The Swiss international consulting company Mercer Consulting ranked Kyiv as the most dangerous city in Europe in 2016 in a recent study of quality of life among European cities. The report cited the large number of street protests, the war in the east, and a sharp rise in thefts, robberies, and vandalism in the city as the main causes. This past spring, a safety and security study conducted by the World Economic Forum ranked Ukraine as the 9th most dangerous country in the world.

While Kyiv – and Ukraine in general – do not seem to be particularly dangerous to those who live here, two respected Western auditors disagree.

What are the driving factors behind these new and alarming ratings?

Mercer Consulting’s latest study ranking Kyiv as Europe’s most dangerous city comes on the back of last month’s study on safety and security released by the World Economic Forum, which ranked Ukraine as one of the 10 most dangerous countries on earth.

In a detailed study of 136 countries around the world, WEF ranked Ukraine as the 127th safest country. Finland was ranked as the safest country, while Colombia was the most dangerous. According to the report, the WEF ranking took into account “the costliness of common crime and violence as well as terrorism, and the extent to which police services can be relied upon to provide protection from crime.”

Despite a largely “cosmetic” overhaul to Ukraine’s police services since the onset of the war, which was aimed at weeding out corruption by hiring novice recruits, the professionalism, and most importantly, experience and know-how of today’s police forces in Ukraine are all dramatically weaker than the “career” police forces which were in place before the start of the war in 2014.

Sadly, while corruption among the public-facing patrol police is less than before, corruption in the higher ranks of the police remains high and difficult to eradicate.

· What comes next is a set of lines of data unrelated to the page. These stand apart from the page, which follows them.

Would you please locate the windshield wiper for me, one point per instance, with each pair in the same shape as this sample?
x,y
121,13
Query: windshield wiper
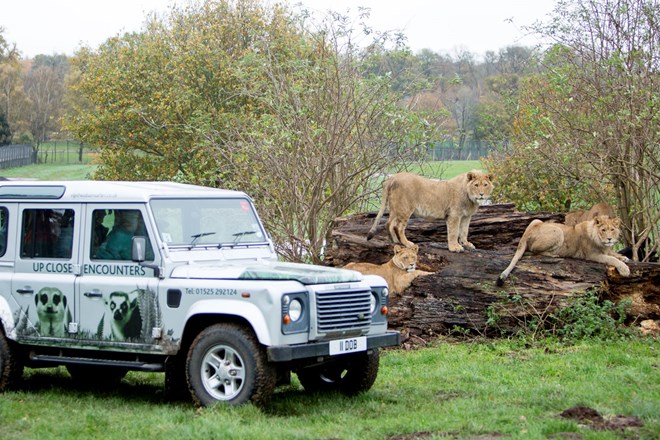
x,y
240,235
195,237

We also support the WEF’s view that Ukrainian police cannot be relied upon to prevent crime, and this is also a widely-held public perception in Ukraine. Most Ukrainians view the new police force as “crime report takers” who coolly saunter in after a crime has been reported to fill out largely ineffectual paperwork. In a general sense, these perceptions – and the overall weak rule of law in Ukraine – directly spur crime levels since the psychological deterrent effect of possible punishment normally present in safer countries is drastically reduced.

Other factors which in our view have also contributed to the deterioration in safety levels in Ukraine over the past year include:

1. A severely weakened economy, which is a direct result of the war in the east of the country and has fueled high unemployment levels;

2. Failed reforms to Ukraine’s police and law enforcement establishment in the last two years, which have been ineffective at reducing crime levels and eradicating corruption in the police forces;

3. The rise of extreme-right and nationalist groups, which, in the absence of effective law enforcement and genuine law & order in the country, have used brutality, violence, robbery and
vandalism under the false banner of vanguarding Ukrainian society – successfully shrouding their own vigilante-style agendas in the garb of defending civil order;

4. The so-called ‘Savchenko Law’ – the eponymous law passed by Ukraine’s parliament in December 2015 named after captured Ukrainian female Ukrainian fighter pilot Nadia Savchenko; that law,
which was repealed only last month, provided reduced jail time for thousands of hardened criminals and which even allowed for some criminals to be released onto Ukraine’s streets without
serving any sentence at all.

5. The war in the east, which has had a number of detrimental effects on Ukrainian society, most notably, the increase in small arms being smuggled out of the war zone and sold on the booming
domestic black market, and which are used in a whole slew of crimes being committed across the country at the moment (e.g. even incidents of hand grenades being used in armed robberies are
becoming more and more common), and the sharp increase in post-traumatic stress disorder and psychological trauma among returning veterans, who are generally unable to reintegrate back into Ukrainian society, and who are provided only paltry support/sub-standard treatment from Ukraine’s government;

6. The rise of organized crime and a new oligarchy of mobsters since the start of the war, which have given birth to large-scale, profit-oriented criminal activities like robberies, kidnappings,
blackmail/extortion, raiding and the illegal transfer of property titles, car thefts, drug trafficking, the construction of illegal gas stations, bootleg and counterfeit alcohol production,
contraband/smuggling, and illegal casinos – all of which are now established crime-business spheres – and each controlled by its own kingpin or oligarchic ruling class.

All of the above factors contribute to rising crime levels in Ukraine and should be noted by both local readers and security/supervisory staff. Added vigilance is advised.